Jantung Leonxora berdetuk kencang, sekencang saat dia lari mengitari lapangan sekolah dulu. Dengan scarf merah melintang menutupi mata, gadis itu tidak bisa melihat hal-hal yang ada di depannya. Kedua tangannya diikat ke belakang, bibir dibungkam seutas pita.
Gelap. Cuma kata itu yang bisa menjelaskan.
Badannya terasa dingin, terutama di bagian dada, lengan, paha. Kulitnya bisa jelas dirasakan tengah diekspos. Leonxora nggak tahu dirinya mau dibawa kemana dan sedang dimana.
Clueless.
Berulang kali dia menggeliat di kursi karena dress yang dipakai kelewat pendek dan ketat. jangan ditanya seberapa takutnya dia, jelas sangat takut.
Ada banyak suara yang terdengar di telinga Leonxora. Musik-musik yang disetel kencang, orang-orang yang bicara keras, tawa, semuanya bercampur. Hingga ketakutannya mulai bertambah ketika..
"Ini produk barunya," suara tipe husky kembali muncul terdengar.
Itu Miller, ya itu Miller! Leonxora yakin itu. Bertahun-tahun hidup dalam asuhannya, gadis itu kenal betul suara khas Papa angkatnya tersebut. Tapi kenapa dia membawanya ke sini?
Miller terdengar lagi berbicara dengan orang lain, dan dari suaranya jelas itu pria juga.

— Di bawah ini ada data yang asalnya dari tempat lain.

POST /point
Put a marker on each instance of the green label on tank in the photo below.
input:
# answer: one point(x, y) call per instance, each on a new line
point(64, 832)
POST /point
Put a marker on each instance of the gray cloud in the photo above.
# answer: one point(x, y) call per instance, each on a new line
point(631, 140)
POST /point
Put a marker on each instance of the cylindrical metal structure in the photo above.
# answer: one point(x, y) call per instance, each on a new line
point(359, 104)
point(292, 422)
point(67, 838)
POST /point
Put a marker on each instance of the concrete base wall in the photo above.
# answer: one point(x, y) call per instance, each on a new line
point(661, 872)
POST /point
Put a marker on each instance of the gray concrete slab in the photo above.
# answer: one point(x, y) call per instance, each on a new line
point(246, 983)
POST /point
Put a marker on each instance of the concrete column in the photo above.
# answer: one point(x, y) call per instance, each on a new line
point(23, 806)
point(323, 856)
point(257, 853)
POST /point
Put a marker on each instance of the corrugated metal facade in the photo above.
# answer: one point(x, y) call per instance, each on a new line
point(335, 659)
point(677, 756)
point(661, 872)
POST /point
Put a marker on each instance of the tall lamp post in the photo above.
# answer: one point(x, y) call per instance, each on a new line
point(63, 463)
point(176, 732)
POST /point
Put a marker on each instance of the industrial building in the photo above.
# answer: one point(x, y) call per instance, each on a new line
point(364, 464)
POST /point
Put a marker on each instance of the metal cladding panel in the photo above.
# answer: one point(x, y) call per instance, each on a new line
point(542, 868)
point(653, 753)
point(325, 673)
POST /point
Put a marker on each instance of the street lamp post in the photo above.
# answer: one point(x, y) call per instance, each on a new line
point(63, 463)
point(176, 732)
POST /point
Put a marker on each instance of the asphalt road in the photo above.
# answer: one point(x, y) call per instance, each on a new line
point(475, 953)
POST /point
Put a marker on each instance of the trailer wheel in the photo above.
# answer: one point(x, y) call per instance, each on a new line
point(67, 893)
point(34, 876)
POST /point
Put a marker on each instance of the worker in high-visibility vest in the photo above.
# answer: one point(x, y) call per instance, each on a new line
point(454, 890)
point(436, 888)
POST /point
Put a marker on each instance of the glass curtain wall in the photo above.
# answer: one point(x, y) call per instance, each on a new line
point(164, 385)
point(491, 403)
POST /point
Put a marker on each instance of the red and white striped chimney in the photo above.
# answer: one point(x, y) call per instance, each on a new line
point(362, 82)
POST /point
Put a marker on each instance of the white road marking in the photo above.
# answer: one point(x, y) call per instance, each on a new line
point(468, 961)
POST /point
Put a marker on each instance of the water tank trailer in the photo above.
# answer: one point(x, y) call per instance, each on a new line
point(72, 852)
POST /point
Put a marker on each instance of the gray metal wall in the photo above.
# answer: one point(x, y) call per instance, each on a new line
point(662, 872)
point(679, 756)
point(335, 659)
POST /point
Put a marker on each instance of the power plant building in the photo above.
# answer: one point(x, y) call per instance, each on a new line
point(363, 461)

Leonxora bergidik, seseorang baru saja mendaratkan jari di pahanya. Mengusapnya naik hingga terus sampai ke dagu dan berhenti di pipi. Besar keinginannya buat berontak, tapi ikatan di tangan dan pita di bibir bikin semuanya jadi sulit.
"Impressive," seseorang memberikan komentar. "She's pretty."
"Of course, dia mutiara dalam tiram. Bukan produk sembarangan, Jeje."
"Berapa harganya?"
Wait, price..?
Pupil Leonxora membola di balik kain penutup. Bibirnya kaku tertahan.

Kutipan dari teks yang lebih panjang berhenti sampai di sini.